According to Bradley Horowitz, Vice President at Google Photos and Streams, ‘Google Plus is not dead.’ He said this in an interview with Steven Levy ahead of the Google’s 2015 I/O developer conference.
There were a lot of exciting announcements at the conference, especially the platform changes and updates indicating a big shift in terms of where G+ is heading.
The main Google announcements that affected Plus this year were the launch of Google Photos and Google Collections. The Collections app was released prior to the conference in May, which created anticipation that Google was about to phase out the Plus division. With the following Google Photos announcement, it became clear that Google is actually shifting the Plus division, by turning its strongest features into two separate products instead of getting rid of it altogether.
Here’s an overview of the two Google apps:
Google Photos is a revamped app that offers unlimited storage of photos and videos for free (photos up to 16MP, videos up to 1080p). The app organizes the files as a timeline, and groups them together by location categories (e.g. ‘food’ or ‘restaurants’) and people — using advanced auto-tagging. Users will be able to share groups of images without requiring the recipient to have the app — it’ll just make a web gallery. The files can also be shared on any social media platform without causing any issues.
Google Collections is an app that allows people to start categorizing their posts, photos and videos by topic, and connect with others based on shared interests. It seems like the app will directly be competing with Pinterest with the features it offers.

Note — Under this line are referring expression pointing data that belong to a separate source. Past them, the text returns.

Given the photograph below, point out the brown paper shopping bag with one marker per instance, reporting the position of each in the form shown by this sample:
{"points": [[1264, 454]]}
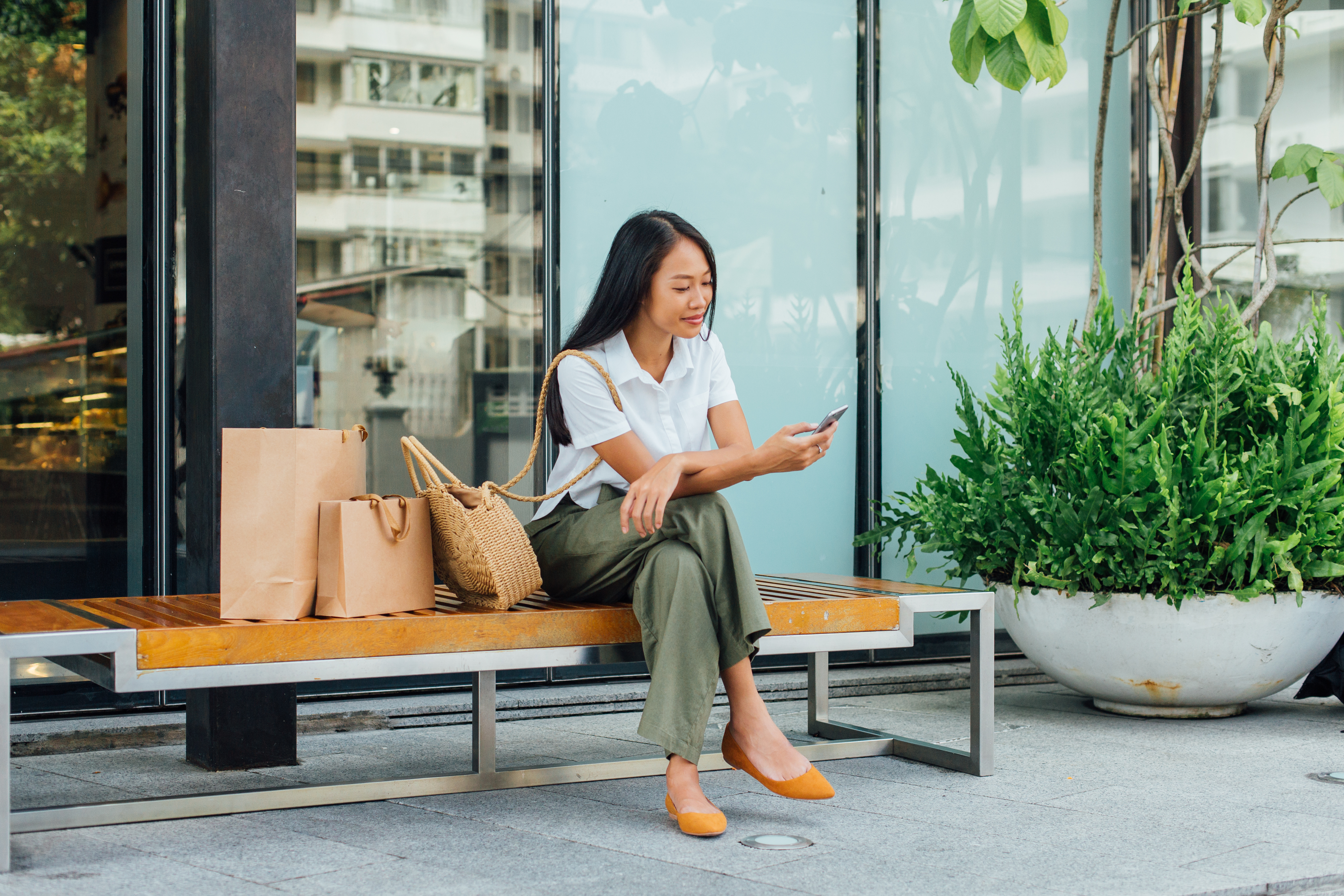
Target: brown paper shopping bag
{"points": [[374, 557], [271, 485]]}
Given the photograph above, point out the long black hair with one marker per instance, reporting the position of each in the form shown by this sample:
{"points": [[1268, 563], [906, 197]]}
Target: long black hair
{"points": [[638, 252]]}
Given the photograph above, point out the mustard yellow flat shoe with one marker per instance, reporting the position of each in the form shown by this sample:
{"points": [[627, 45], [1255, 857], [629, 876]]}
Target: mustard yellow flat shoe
{"points": [[810, 785], [698, 824]]}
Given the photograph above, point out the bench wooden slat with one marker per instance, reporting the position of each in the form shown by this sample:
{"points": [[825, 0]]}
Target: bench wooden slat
{"points": [[40, 616], [185, 630]]}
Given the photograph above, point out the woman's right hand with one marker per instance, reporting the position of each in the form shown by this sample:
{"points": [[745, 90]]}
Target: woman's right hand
{"points": [[787, 452]]}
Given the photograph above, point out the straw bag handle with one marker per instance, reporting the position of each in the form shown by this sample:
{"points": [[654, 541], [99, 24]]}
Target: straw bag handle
{"points": [[400, 533], [428, 463]]}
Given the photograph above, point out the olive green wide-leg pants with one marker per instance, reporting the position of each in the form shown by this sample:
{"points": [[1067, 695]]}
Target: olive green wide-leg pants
{"points": [[693, 592]]}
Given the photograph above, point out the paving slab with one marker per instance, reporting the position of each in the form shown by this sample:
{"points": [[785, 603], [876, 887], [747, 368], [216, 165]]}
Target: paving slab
{"points": [[1083, 803]]}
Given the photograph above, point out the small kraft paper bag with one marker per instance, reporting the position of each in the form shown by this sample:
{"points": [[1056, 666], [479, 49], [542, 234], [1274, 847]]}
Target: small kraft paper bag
{"points": [[271, 485], [374, 557]]}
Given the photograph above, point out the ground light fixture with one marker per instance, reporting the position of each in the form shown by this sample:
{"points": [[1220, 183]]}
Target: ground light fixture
{"points": [[790, 842]]}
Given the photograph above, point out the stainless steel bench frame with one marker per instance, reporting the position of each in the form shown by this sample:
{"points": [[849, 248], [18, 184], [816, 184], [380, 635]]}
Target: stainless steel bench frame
{"points": [[108, 657]]}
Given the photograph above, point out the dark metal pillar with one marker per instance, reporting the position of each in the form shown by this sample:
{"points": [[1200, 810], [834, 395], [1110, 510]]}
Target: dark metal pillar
{"points": [[240, 197]]}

Given the major product announcements, there is now another update that signals Google Plus is nearing the end of its life. According to a recent article on the Verge, “Google+ links began disappearing today from their most prominent places in Google’s ecosystem.” The +[your name here] is no longer on Google’s homepage or in your Gmail.
With all these updates, it’s hard to believe Google Plus is going to be around for much longer. But, we are now looking forward to seeing what plans Google has for its beloved Plus, to respond to all the speculation…it is Google after all!
It will be interesting to see how consumers will adapt to these changes, but it will be even more interesting to see if and how marketers utilize these developments for future campaigns.